Much has been written lately about Honda's return to Grand Prix racing with McLaren this year. But few recall the driver who actually spearheaded the Japanese manufacturer's efforts when it decided to enter the big time on its own back in 1964.
Fewer drivers experienced a more unusual and surprising entry into Formula 1 than Ronnie Bucknum. As a successful sports car driver in the early 60s, the American held some impressive credentials. Yet they still appeared meagre to justify a graduation overnight to fully fledged Grand Prix driver status. That is exactly what happened however, much to the bewilderment of the chosen one himself, as Bucknum once recounted.

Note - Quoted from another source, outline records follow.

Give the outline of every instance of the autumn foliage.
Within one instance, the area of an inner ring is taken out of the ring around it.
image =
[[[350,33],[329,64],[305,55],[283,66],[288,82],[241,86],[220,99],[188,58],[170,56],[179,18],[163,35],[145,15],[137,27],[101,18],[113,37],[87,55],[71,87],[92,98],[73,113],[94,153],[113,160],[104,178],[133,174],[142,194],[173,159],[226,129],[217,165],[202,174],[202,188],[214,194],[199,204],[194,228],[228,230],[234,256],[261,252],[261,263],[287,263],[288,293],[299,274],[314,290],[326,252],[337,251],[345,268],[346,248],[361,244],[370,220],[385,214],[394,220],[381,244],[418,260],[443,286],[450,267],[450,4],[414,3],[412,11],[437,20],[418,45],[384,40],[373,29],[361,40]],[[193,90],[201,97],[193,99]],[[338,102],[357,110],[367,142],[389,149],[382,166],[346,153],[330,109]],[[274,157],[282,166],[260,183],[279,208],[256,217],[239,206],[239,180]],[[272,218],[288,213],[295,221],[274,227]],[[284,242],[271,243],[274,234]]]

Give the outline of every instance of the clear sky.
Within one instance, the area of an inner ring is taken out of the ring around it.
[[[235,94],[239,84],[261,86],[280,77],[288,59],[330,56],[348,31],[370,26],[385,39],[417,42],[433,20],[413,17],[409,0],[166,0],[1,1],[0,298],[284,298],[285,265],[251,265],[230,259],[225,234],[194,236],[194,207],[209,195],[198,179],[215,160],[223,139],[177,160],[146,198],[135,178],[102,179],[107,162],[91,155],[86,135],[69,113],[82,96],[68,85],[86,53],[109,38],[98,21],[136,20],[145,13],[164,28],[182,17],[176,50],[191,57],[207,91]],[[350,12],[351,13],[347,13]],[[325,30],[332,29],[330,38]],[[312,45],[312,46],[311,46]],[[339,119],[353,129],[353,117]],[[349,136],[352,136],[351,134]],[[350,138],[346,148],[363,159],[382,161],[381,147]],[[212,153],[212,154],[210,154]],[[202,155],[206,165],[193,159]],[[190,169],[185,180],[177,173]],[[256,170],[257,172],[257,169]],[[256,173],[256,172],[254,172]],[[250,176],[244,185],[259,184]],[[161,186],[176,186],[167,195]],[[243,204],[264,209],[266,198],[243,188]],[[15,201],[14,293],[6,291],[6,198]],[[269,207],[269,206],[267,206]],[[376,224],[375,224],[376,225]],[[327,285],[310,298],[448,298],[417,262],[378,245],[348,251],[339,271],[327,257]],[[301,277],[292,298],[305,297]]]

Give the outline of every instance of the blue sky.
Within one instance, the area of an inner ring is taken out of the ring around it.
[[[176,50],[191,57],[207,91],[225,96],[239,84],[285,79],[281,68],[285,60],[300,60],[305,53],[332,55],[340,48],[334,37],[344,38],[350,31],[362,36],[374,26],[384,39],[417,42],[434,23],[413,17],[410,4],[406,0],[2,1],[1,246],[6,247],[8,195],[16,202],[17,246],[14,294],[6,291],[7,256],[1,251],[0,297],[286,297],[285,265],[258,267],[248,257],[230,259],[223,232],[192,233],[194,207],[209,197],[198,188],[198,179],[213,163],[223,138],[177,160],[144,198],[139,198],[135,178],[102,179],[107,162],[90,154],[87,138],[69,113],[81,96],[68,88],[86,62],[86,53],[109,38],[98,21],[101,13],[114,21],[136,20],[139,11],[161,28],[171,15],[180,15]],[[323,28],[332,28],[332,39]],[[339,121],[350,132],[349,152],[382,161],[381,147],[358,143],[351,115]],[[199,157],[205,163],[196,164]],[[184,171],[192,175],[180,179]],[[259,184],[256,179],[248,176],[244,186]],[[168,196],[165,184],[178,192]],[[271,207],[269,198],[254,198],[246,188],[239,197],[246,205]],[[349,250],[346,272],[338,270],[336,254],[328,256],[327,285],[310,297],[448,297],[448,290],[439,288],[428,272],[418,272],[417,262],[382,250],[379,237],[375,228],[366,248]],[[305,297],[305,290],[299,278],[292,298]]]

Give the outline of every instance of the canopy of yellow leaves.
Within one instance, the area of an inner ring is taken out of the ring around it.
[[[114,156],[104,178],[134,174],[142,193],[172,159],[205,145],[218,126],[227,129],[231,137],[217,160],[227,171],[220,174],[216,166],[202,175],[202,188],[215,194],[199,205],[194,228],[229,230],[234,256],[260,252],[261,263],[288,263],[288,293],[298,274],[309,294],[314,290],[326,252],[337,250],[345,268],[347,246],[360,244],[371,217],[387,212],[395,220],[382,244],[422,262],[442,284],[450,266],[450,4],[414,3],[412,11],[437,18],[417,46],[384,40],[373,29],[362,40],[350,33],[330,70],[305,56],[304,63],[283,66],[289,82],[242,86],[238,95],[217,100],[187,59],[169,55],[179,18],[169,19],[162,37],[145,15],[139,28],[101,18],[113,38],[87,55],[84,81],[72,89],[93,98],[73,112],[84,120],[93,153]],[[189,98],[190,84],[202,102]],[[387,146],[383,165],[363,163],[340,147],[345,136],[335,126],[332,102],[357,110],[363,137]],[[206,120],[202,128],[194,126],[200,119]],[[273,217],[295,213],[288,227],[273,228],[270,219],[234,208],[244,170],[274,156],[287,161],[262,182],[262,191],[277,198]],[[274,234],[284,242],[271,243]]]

"A guy from Honda had seen me race at Sebring, and a few days later I got a phone call from their American representative who said they wanted me to test their new Formula 1 car! I thought it was a joke and I went to a meeting expecting to be stood up. A short time later, I was on a flight to Japan."
The fact that Ronnie had never even sat in an open-wheel race car, let alone raced one, appeared to be of no importance to Honda, who itself was just starting to manufacture road cars, its commercial success centred exclusively around motorcycles up to that point. Perhaps Yoshio Nakamura, the man responsible for Honda's F1 endeavour, thought the driver's lack of an international racing pedigree was a prerequisite so they could then test and race their machine without raising undue expectations.
When the first Honda Formula 1 car was rolled out at the German Grand Prix in the summer of '64, team and driver were both thrown in at the deep end of Grand Prix racing on the daunting Nürburgring. Bucknum, as talented as he may have been, certainly had his work cut out for him. Testing prior to the race had been limited, while a visit to the British Grand Prix a few weeks earlier was his first encounter with F1 as well as his first ever trip to Europe!
Given the circumstances and the teething problems associated with any new racing car, Ronnie acquitted himself well, starting last but overtaking a few drivers and lasting 12 of the 15 laps before steering problems put him out of the race. At Monza a month later, he ran as high as seventh before the engine overheated. His performance encouraged Honda to keep him on a team which added fellow-Californian Richie Ginther to its formation in 1965.
"Richie's arrival was a real bonus," Ronnie remembered. "His development skills improved the car dramatically and we really thought we had a winner on our hands.”
Unfortunately, another steering failure during a pre-season test in Japan sent Bucknum into the barriers. A broken leg deprived him of precious track time and relegated his status to a clear number two to Ginther.
When the ’65 season got underway, the first four races were met with an equal number of retirements while tension also grew between Bucknum and his high-strung team mate. After the French Grand Prix at Clermont-Ferrand and another poor showing by both drivers, Ginther convinced Honda to concentrate on only one car, his, until reliability issues could be sorted out.
"Yeah, I was out of the car for the next three races but when I came back at Monza, I qualified in front of Richie, which was some consolation,” Bucknum recalls.
In the last race of the '65 season, at Mexico, Ronnie Bucknum scored his only championship points with a fifth place finish in a race which saw the mercurial Ginther provide Honda with its first Grand Prix victory. The following year ushered in a new era for Formula 1 with its 3-litre engine regulation, and Bucknum was called upon by Honda to race in the end-of-season US and Mexican races, his last efforts in F1.